Dün yağmur, bora korkuturken bugün sanki bahar. Park Yaşam’da Netgillere uğradım. Kısa bir görüşmeden sonra (CV ile “Sistem Disiplini” sağlama konusunda bir adım daha ilerlemenin faydaları konusunda görüş birliğine odaklı sohbet), önce yürüyüş yaptım. Sonra da kafeteryada UN ile buluştum. Genel ve özel konular yanında öğrenme yolculuklarının kapanışında final beraberliği; rutinlerin içindeki öğrenme fırsatları; Netgillerdeki sıçramalar gibi çerçeveler sıkı bir sohbet ortamı yarattı. Bu sohbet çerçevesinde olur da bu yakınlarda buluşmak ya da uzak diyarlarda gıyabımda sunmak gündeme gelir diye çok yinelediğim karelerden yeni bir montaj hazırladım. Adını da “vezirleşirken kendini sistematik olarak sorgulayan potansiyel piyonlar” koydum. Yayımladığımda belki yeni Netgillere katılan Orçun ve tam sorumluluk üstlenen Ali de izleyip kendilerince düşünce tarzı oluştururlar. Yıllar önce, Kerem lisedeyken zamanının çoğunu sanal ortamda geçirirken ve bu süreyi üretken kılarken “Byte Dergisi” alırdı. Ben de anlamadığım formüller, terimler, fotoğraflar arasından CINOS’taki işimin algılarıyla seçimler yapardım. örneğin Prof.İ. Kaya‘yı o dergideki yazılarından tanıdım ve özellikle “pazarlamayı” nasıl bilim haline getirmeye çalıştığını, öğrenmeyi keyifli kıldığını anlamaya gayret ettim. Böylece hocanın tarzını sevdim ve daha sonra kitaplarını satın aldım (http://www.turkiyegazetesi.com.tr/yazarlar/prof-dr-ismail-kaya/465975.aspx )
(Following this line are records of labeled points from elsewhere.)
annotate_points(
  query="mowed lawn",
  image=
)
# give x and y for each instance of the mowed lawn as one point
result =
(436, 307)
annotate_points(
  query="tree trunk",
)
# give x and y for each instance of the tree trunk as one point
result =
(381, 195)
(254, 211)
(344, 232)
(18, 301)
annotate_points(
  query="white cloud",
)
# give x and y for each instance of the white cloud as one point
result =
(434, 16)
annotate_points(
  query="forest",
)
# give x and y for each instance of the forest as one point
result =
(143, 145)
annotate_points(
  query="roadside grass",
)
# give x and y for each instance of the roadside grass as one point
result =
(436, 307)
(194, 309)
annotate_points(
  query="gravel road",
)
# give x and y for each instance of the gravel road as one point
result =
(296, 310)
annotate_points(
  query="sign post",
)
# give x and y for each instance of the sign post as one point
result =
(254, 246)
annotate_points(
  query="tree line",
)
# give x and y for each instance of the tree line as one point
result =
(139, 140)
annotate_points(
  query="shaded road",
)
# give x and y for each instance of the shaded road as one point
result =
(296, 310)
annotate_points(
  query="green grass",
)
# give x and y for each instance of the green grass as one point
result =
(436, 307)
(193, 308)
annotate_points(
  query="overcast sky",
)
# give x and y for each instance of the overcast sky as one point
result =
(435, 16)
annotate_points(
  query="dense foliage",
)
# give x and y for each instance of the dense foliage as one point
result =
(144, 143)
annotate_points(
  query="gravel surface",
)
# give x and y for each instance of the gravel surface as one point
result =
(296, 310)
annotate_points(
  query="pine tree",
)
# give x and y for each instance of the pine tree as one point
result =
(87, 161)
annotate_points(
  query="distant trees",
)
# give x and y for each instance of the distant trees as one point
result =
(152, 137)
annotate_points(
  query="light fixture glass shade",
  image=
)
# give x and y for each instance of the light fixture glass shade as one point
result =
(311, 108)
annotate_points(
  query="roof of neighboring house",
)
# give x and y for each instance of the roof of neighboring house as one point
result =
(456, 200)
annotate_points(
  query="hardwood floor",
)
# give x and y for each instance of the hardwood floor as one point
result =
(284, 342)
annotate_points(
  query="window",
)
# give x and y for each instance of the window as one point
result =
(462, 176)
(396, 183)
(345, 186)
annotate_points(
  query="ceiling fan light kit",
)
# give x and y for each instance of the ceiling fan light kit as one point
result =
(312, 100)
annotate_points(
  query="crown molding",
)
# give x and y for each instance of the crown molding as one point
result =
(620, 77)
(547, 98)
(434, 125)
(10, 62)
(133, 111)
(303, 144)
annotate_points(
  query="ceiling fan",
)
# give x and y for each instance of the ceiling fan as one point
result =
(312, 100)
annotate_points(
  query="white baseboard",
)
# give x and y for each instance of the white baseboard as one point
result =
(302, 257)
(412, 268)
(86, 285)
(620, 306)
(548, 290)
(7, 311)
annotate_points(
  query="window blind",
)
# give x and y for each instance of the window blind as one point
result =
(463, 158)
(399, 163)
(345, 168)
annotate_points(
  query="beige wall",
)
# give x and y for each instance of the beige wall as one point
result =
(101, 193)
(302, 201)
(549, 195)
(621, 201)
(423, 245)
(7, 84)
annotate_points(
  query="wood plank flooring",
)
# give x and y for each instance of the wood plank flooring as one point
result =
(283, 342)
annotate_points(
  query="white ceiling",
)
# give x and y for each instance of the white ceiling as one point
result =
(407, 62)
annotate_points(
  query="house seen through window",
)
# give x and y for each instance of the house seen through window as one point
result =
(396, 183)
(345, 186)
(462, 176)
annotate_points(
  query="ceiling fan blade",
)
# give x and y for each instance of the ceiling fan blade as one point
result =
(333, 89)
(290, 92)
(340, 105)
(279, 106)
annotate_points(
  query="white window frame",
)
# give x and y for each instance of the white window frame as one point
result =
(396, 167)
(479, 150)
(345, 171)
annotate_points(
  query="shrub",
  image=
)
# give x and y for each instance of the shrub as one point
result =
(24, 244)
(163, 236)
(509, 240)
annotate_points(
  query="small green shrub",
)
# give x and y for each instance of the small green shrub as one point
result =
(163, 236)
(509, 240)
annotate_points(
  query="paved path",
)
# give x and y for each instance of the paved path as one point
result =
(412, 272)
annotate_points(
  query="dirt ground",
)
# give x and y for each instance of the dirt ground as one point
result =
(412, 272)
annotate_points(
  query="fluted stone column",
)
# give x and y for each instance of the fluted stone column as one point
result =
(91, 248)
Hocanın “…İşlerin kapalı kapılar ardında planlanıp emirle uygulandığı bir dünyadan, “göç yolda düzülür” ve “her çiçekten bal” tarzı paylaşımcı açık pazarlama projelerine doğru bir gidiş kendini hissettiriyor…” deyişi ile bir zamanlar en sevdiğim televizyon dizisi olan “Ekmek Teknesi“ndeki Bay Kaçan (Heredot Cevdet !) tarihi öykülerle sevdirmeye çalıştığı gibi hoca da pazarlamayı esprili kılıyordu. Yirmi iki sene önce “Byte” idi Kerem’in masasından alıp da okumaya çalıştığım dergi, dün de “Arka Kapı” oldu. “Hayal gücü bilgiden daha değerlidir” demiş dergini editörü (https://www.arkakapidergi.com/). “Hayal” sözcüğü ile sevgili A.Ş.İzgören‘i anımsadım ve SMART’tan önce “TOMBUL” u öğrenmek gerektiğini bir kez daha düşündüm. Netgillerde CV ile kısa sohbetin devamında yeni ve geçici bir masanın üzerinde dikkatimi çeken bu dergiyi incelemeye başladım.  Yeni bir dergi (2018 ilk sayısı); bilişim için özel bir dergi ve adı: Arka Kapı. Neden bu isim ? bilmiyorum. Böylesi spesifik bir dergi neden ve nasıl oldu da benim dikkatimi ilgiye çevirdi ? Ne tür bir yarar umdum da bir çırpıda taradım ? Hangi algı kapılarım ve neden açıldı da dört sayfa not tutuverdim ? Etken olan derginin içeriği miydi; yoksa benim o anda nasıl olduysa oldu da boş algı anıma mı denk geldi ? Uzunca süredir Netgillerde duyup da ne demek ola ki diye merak etmediğim “VPN” neden şimdi ilgi alanımda yer aldı ? Ne oldu da birden “Ocean” ile “Droplet“; “Derya ve Zerre”, ya da “Habbe ve Kubbe” birbirlerine yakınlaştı ? Nasıl oldu da aklımın kıvrımlarında “Droplet” un “Damlacık” oluşu, tam 32 yıl önce Les Barges’daki iki haftalık “Öğrenme Yolculuğum“un “Ortanca (Median)” nın önündeki “Volume/Hacim” ya da “Number/Sayı” ile yeniden buluşturdu aklım Sistem1 den Sistem2 e geçerek ? Sorular, sorular, sorular…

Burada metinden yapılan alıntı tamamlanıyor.